April 12, 2017 by CentralBankNews   Comments (0)

    Namibia's central bank maintained its benchmark repurchase rate at 7.0 percent, saying this rate "remains appropriate to support growth, while maintaining the one-to-one link between the Namibian Dollar and the South African rand."
     The Bank of Namibia, which has kept its rate steady since raising it by 25 basis points 12 months ago, added domestic growth slowed in 2016 from 2015 and early indications show this weakness has continued in the first two months of this year due to "bleak performance in the mining sector, particularly diamond production."
      Manufacturing output and wholesale and retail trade, which had been resilient in the past, also fell while private and government construction works contracted. In contrast, cargo volumes in transport and value addition in communications had risen, the central bank said.
     Namibia's Gross Domestic Product shrank by 1.7 percent in the fourth quarter from the third for an annual decline of 3.1 percent after falling by 0.8 percent in the third quarter.
    For the full 2016 year, GDP grew by only 0.2 percent after 6.1 percent growth in 2015.
    Inflation decelerated in February to 7.8 percent from 8.2 percent in January but was up from 2016's average of 6.7 percent.
    Annual growth in private sector credit slowed to an average of 8.8 percent in the first two months of this year from a peak of 13.7 percent in January 2016 while the stock of international reserves fell to 22.3 billion Namibian dollars as of March 31 from N$22.9 billion on Jan. 31.

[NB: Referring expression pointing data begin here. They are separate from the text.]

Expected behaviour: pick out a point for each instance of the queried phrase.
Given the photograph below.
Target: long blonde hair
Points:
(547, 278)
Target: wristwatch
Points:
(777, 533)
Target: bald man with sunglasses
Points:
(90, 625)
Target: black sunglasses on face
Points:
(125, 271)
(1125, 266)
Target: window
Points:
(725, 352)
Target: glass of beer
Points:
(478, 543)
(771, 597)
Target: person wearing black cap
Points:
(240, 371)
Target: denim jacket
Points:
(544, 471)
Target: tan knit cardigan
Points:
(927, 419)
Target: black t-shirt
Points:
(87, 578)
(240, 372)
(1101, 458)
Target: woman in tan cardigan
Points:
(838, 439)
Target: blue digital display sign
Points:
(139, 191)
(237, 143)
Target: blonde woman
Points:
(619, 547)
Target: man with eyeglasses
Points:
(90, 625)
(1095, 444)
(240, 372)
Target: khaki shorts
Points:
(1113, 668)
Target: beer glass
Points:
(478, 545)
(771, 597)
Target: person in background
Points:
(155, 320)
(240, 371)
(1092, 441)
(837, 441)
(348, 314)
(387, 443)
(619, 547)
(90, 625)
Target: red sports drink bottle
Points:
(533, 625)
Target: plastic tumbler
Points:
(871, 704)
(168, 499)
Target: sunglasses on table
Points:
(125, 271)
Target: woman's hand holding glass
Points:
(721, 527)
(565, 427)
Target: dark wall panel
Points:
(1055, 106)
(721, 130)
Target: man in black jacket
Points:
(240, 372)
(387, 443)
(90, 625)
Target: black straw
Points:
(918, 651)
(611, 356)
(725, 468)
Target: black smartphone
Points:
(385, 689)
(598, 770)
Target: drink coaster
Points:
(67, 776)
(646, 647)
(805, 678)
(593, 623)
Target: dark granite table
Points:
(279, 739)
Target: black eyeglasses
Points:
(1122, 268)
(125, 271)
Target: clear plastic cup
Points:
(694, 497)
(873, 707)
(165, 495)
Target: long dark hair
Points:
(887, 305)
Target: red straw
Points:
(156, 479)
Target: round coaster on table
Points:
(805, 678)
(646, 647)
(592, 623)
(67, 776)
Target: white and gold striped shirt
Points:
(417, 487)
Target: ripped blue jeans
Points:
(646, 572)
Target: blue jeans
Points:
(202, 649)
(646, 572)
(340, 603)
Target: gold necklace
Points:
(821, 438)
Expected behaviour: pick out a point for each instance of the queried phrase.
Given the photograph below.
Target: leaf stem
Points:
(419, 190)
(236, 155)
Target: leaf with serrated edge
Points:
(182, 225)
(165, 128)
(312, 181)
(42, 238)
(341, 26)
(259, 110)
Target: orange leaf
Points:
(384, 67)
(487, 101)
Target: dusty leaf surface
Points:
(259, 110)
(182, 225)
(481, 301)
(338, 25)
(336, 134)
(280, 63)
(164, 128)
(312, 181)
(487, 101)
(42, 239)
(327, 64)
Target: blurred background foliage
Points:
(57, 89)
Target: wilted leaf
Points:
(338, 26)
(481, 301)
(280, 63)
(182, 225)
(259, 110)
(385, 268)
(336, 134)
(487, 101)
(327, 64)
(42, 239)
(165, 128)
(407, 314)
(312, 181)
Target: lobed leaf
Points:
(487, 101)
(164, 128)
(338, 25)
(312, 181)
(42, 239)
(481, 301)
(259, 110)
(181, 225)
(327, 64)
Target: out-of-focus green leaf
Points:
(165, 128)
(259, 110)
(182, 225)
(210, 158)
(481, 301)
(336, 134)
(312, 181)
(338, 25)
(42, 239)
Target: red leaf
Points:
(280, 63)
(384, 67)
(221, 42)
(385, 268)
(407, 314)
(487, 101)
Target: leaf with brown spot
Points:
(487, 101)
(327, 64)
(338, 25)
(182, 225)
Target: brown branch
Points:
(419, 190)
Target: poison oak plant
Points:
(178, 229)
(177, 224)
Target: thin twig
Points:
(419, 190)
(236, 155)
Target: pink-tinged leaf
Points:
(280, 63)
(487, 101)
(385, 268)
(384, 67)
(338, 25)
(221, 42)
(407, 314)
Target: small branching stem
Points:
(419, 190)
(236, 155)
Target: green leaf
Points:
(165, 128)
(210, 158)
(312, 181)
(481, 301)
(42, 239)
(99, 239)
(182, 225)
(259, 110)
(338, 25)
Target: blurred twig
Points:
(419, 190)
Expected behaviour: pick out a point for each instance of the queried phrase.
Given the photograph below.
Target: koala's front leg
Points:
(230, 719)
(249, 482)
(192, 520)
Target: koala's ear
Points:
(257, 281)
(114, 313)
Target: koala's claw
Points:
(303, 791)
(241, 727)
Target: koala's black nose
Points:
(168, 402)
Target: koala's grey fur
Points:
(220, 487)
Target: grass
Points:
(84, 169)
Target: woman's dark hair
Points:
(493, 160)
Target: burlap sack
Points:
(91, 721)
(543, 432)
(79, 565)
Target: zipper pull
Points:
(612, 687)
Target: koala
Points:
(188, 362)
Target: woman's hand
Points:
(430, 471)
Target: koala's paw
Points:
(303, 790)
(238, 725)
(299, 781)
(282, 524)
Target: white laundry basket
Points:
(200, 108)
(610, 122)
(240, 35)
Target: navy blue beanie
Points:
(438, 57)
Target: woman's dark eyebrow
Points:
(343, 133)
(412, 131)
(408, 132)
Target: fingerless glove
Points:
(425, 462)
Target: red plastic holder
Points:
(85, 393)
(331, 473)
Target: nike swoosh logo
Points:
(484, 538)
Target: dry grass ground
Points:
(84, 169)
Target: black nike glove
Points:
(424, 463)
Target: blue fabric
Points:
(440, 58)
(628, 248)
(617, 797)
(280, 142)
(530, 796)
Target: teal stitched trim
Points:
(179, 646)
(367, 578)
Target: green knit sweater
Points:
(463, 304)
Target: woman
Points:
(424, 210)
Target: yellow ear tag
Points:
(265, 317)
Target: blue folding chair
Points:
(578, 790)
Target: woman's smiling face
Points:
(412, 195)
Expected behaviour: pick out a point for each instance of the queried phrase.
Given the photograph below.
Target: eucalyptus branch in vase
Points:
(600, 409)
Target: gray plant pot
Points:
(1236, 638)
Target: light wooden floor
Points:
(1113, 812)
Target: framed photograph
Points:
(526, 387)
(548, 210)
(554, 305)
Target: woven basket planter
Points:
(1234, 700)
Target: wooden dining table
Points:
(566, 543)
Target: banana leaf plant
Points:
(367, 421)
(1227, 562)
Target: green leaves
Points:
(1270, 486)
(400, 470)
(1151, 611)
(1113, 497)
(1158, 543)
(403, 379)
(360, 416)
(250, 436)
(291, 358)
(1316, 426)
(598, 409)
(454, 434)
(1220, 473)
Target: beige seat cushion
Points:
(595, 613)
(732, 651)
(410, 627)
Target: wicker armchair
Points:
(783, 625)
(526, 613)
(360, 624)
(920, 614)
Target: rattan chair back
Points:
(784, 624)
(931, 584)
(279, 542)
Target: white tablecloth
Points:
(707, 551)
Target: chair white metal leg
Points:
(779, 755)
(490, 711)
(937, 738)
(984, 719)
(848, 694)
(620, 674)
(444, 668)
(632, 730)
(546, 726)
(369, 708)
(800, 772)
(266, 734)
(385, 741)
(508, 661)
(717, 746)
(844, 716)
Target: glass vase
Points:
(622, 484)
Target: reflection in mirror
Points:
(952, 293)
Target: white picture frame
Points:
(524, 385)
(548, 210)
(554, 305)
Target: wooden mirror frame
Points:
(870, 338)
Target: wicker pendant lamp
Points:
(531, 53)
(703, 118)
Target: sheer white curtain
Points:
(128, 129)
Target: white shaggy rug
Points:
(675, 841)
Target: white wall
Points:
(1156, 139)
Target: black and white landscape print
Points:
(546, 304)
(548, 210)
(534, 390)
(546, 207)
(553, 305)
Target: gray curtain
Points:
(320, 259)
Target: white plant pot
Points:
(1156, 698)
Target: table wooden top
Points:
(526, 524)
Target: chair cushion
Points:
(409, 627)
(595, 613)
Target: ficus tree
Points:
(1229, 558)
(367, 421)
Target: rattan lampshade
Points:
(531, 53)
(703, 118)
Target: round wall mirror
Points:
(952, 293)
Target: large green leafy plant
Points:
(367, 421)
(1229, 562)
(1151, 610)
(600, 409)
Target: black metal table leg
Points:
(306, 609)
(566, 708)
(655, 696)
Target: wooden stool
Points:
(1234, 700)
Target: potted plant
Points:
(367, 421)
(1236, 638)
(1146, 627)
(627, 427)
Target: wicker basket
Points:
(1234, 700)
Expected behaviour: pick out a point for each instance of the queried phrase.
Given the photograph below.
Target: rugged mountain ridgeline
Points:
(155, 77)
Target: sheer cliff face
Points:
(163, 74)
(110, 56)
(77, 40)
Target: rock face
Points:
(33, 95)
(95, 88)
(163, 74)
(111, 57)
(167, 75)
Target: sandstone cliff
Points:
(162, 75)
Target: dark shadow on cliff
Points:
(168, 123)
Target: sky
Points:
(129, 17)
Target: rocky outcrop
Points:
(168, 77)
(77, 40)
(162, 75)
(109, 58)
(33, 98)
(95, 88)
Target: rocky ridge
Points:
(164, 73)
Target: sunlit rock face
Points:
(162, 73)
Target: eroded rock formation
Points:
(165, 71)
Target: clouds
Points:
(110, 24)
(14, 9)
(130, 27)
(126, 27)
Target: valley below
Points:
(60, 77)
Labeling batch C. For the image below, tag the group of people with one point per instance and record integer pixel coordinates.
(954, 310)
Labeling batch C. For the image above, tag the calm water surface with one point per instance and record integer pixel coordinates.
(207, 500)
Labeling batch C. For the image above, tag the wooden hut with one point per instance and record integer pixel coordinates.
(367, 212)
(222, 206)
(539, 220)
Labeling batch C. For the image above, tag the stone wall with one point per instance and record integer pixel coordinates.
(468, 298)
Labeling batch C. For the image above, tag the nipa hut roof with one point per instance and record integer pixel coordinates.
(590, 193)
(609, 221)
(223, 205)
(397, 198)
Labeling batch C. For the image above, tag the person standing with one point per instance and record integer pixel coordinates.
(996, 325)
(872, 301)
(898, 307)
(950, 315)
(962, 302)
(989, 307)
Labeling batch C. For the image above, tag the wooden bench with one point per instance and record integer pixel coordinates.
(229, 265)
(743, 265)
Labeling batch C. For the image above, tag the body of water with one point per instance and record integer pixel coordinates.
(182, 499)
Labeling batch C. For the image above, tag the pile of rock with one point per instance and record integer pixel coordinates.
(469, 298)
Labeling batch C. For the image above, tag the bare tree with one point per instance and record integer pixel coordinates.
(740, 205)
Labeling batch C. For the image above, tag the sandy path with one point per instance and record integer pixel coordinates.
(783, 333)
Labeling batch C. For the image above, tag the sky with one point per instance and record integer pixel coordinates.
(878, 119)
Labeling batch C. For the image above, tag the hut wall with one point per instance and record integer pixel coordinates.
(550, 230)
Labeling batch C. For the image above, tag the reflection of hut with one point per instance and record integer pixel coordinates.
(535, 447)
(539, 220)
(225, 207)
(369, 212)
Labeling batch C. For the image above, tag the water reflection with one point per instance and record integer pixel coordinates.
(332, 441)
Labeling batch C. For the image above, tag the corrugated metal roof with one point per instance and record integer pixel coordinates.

    Last month the central bank tightened its regulations for the purchase of second and further properties to lower the exposure of bans in response to a sharp rise in property prices in the capital of Windhoek and the tourist town of Swakopmund as demand outstrips supply.
     According to the central bank, the real estate sector in Namibia constitutes more than half of the total value of loans and advances.